Controls Over Operating System and Security Software Supporting the Defense Finance and Accounting Service

Abstract : This is the final in a series of three audits of management controls over the operating systems and security software used by the information processing centers that support the Defense Finance and Accounting Centers (DFAS). The audit concentrated on the operating system and security software used by four organizations to provide computer support to the DFAS Centers in Kansas City, Missouri (DFAS- Kansas City), and Denver, Colorado (DFAS-Denver). Those two DFAS Centers make about $22.6 billion in annual payments on more than 390,000 payroll accounts.
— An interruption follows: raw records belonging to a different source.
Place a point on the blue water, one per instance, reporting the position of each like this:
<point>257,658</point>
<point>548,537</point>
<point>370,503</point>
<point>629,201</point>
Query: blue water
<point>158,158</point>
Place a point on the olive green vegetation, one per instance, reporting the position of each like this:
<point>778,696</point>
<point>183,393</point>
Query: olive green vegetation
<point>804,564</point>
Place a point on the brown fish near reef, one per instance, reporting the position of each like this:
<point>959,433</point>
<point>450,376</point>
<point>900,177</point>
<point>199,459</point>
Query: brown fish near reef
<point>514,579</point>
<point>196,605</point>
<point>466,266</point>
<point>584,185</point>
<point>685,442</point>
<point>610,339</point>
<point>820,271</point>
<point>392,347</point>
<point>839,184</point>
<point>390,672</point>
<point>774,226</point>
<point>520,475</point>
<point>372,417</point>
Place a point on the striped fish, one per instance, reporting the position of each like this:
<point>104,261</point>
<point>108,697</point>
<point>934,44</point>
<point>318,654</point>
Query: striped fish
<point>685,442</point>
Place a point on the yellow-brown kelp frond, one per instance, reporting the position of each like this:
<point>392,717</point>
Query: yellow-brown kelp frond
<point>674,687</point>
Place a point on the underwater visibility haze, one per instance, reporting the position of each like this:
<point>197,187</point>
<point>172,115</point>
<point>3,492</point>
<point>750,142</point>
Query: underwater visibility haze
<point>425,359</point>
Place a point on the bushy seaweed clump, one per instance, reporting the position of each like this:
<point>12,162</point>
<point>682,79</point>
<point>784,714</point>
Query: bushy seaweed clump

The four organizations audited were the Defense Information Services Organization (DISO) Information Processing Center in Kansas City, Missouri (DISO-Kansas City); the DFAS Financial Systems Activity in Pensacola, Florida (DFAS-Pensacola); and the Marine Corps Computer and Telecommunications Activity (MCCTA) and its Worldwide Support Division, both in Quantico, Virginia. Objective. Our objective was to determine whether management controls over selected features of the operating system and security software used on the production and test systems were adequate to safeguard the integrity of DFAS data. To accomplish this objective, we evaluated nine operating system features and management controls to determine whether unauthorized functions could be performed. We also reviewed the implementation of security software to determine whether controls prevented unauthorized personnel from gaining access to the systems, and authorized users from accessing unauthorized programs and data.